Experienced group looking for atleast three players, we play are playing an oriental campaign right now, but our main campaign is usually Forgotten Realms, Most of our players are in there twenties so we are looking for mature gamers. We play on sundays E-Mail me in your intrested.


----------



## fafhrd (Oct 13, 2005)

Hey, I'm very interested, but your email link isn't active.    I've been talking to another local guy who has expressed interest as well.  If you're still looking for a couple of serious gamers, email me at galen rubel (at) comcast dot net.  Hope you see this!


----------



## Angel Tarragon (Oct 14, 2005)

Good cripe. It never fails. I swear, I must be the only gamer in Scottsdale, as I can't even get a group together in my city.


----------



## fafhrd (Oct 14, 2005)

Oh boo hoo.   For every Tucson post there must be 10 for the Phoenix area.  Isn't it all one big city up there now anyhow?  I currently commute 40 minutes _in town_ to get to my Thursday night game.  It's worth a lil sacrifice ya know?


----------



## Angel Tarragon (Oct 14, 2005)

Little? It is a huge sacrifice, especially since I have no vehicle of my own.


----------



## fafhrd (Oct 14, 2005)

I"ll grant, that certainly makes it more difficult.  Have you tried putting a link in your sig to an open call?  I'd think it could go a long way towards finding you a group, especially with you being such a prolific poster.  
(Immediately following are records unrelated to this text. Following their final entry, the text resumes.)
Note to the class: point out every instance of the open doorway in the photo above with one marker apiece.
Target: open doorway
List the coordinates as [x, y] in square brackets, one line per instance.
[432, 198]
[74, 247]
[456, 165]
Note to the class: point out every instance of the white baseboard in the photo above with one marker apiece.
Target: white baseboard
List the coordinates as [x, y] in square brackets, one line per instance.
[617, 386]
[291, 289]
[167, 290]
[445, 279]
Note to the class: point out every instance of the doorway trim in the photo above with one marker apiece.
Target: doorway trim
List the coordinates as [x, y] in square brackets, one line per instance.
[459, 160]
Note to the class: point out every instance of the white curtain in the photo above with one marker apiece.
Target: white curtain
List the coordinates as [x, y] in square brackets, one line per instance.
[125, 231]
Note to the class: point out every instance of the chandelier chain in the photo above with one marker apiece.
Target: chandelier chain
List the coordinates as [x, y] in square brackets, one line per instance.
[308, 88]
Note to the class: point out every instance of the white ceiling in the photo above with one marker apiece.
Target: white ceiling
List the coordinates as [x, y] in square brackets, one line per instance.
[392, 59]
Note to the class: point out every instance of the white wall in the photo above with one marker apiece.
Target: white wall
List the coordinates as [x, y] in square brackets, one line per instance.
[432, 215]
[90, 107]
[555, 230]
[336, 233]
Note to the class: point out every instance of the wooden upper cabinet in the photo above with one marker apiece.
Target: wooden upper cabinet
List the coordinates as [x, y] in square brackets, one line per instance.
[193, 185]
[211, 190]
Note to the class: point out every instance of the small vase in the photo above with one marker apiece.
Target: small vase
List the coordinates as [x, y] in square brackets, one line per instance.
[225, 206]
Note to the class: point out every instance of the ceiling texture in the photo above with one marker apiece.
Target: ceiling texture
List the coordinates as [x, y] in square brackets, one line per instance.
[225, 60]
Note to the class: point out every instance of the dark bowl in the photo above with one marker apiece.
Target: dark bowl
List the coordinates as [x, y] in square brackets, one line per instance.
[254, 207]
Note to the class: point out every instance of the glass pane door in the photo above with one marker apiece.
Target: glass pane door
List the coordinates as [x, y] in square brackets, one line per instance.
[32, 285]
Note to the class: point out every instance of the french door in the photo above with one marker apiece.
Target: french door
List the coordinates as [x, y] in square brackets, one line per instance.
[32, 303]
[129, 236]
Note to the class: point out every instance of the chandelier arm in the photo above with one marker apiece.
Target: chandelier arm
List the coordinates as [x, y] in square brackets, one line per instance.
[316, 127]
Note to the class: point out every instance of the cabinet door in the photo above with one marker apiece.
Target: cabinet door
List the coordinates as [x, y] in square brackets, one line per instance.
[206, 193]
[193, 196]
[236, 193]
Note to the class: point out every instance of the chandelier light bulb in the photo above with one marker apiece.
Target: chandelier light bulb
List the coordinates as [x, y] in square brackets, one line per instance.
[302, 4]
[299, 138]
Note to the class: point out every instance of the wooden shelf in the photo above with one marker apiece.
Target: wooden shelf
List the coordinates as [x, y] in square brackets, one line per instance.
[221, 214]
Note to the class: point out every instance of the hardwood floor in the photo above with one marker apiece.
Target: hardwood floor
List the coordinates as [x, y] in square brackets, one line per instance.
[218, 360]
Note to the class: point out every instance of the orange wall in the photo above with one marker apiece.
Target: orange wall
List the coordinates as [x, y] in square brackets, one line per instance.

I can't tell you how many tempe/phoenix posts have gone by while I looked for Tucson posts.      Being in/near a metropolis certainly leverages some nice odds in your favor.  Could be your fellow Scottsdale gamers are just as despondent as you.  Throw out some net, man.    See what you catch.


----------



## fafhrd (Oct 25, 2005)

Bump for hope!


----------



## fafhrd (Nov 5, 2005)

And again...


----------



## fafhrd (Nov 15, 2005)

The weekly bump.


----------



## fafhrd (Dec 2, 2005)

Last bump for Basin?  Hope you check soon!


----------